菅直人首相はまことに友人が少ない。盟友だった仙谷由人官房副長官とは完全に修復不可能状態となっている。そんな中でも菅総理が話し相手となる国会議員は江田五月は別格として寺田学、加藤公一、阿久津幸彦の若手と斉藤勁国会対策委員長代理だ。
斉藤国対委員長代理は菅首相とは十数年来の友人であり、ことあるごとに官邸や公邸を訪れている。休日に公邸へ呼ばれ話し合うこともしばしばだ。
首相の側近中の側近である斉藤国対委員長代理に、菅総理の本音を聞いた。 聞き手:辻野匠師(ジャーナリスト)
齋藤: 民主党は6月2日の菅内閣不信任案提出から大分おかしくなってきた。それまで小さな事はあったが、そんなに大きな流れではなかったのです。
普通なら圧倒的数を持つ与党が堂々と内閣不信任案を否決すればいい。だが、前日から鳩山派、小沢派を中心に野党の不信任案に同調しようとする不審な動きが出てきました。小沢派は80人を集めたというし鳩山派は30人近くを集めた。非常に緊張した夜を迎えまた、午前中にも官邸で鳩山、菅総理の会談が行われました。
菅総理の同伴者は北沢俊美防衛大臣と岡田克也幹事長。鳩山由起夫前総理の同伴者は平野博文前官房長官です。菅総理・鳩山前総理の間に覚え書きが交わされた。ここでの覚え書きの件はほとんど聞いていません。

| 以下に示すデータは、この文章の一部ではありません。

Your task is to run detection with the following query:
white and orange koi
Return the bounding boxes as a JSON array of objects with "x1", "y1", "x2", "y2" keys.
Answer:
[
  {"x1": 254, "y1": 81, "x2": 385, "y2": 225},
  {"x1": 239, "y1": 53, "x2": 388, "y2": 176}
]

その日のお昼に始まった民主党代議士会で冒頭、菅総理が「一定のメドが付けば若い人にその責任を譲りたい」といった。その直後、鳩山さんは「菅総理は復興基本法と第二次補正予算案が成立すれば辞任する」と内容をばらしてしまう。個人的にいえばあそこまで言わなければいけないのかなと思いました。
これによって菅内閣不信任案は否決された。
しかし、この後がいけない。菅総理は
「復興、原発事故に一定のめどがついたら若手に責任を譲るといっただけで、辞任すると言ってない」と宣言。
岡田克也幹事長も「菅総理は辞任するとはいってない」と喋ったことで、鳩山さんが激怒。
「菅さんは詐欺師だ。ペテン師だ。人間のくずだ」と大声を張り上げて菅総理を批判してしまう。
後で鳩山さんは「言葉として言い過ぎた」と謝りましたが、民主党を作った人の発言としては党内に動揺を起こしました。これ以後、党内がギクシャクしていく原因の一つになりました。
ちょうど1年前の6月2日、鳩山さん自身が「政治と金、普天間基地移転問題」を抱え小沢一郎幹事長を道ずれに総理を辞任した。「自分は潔く辞任したのに、菅さんは何だ」ということが頭に浮かんだということなんでしょう。
鳩山さんも小沢さんも政権交代の牽引車です。もう少し結束の仕方があったのではないか、昨年9月の代表選挙でも話し合いで一本化すべきではなかったかと思います。菅さんの代表戦当選を受け、「小沢つぶし」というか「小沢外し」という形になっていった。小沢さんはやはり政権交代の大功労者ですよ。
民主党は何ら結束しないまま、東日本大震災が起こり福島第一原発水素爆発事故が起こった。
官邸は大震災処理問題に忙殺され対応も後手後手に回ってしまう。国民から「復旧・復興が遅すぎる」との批判は甘んじて受けなければなりません。小沢さんは岩手出身で超ベテラン政治家。こんな時こそ小沢さんを大切にし、党の結束を図るべきでしょう。
民主党は若手も多く党の気風から「オープン」なんです。一方、小沢さんは「親分型」と気風がまた違う。特に民主党は09年の総選挙で1年生が多い。こうした相反する議員達の寄せ集めのような状況では徹底した「議論」するしかない。
自民党は長期政権の中でいろいろな議論を戦わせながら最終的に「総務会」で結論を出していった。ガス抜きといわれようが何と言われようが「総務会の決定」という文化を創ってきました。
それを習って民主党も「社会保障と税の一体改革」や「復興財源」の問題で議論を重ねています。 小沢さんと仙谷さんとかの問題でなく党の執行部が「小沢さんにも会議に来てもらい、意見を言ってもらう」とか小沢さんが会議に来られない場合でも執行部が「会議ではこういう風になりました」と説明しに行けばいい。党の執行部は小沢さんらを巻き込んでいくことを怠ってきた事で党内もギクシャクして来たことは間違いありません。
衆参ねじれた国会運営は前からも後ろからも弾が飛んできて大変ですよ。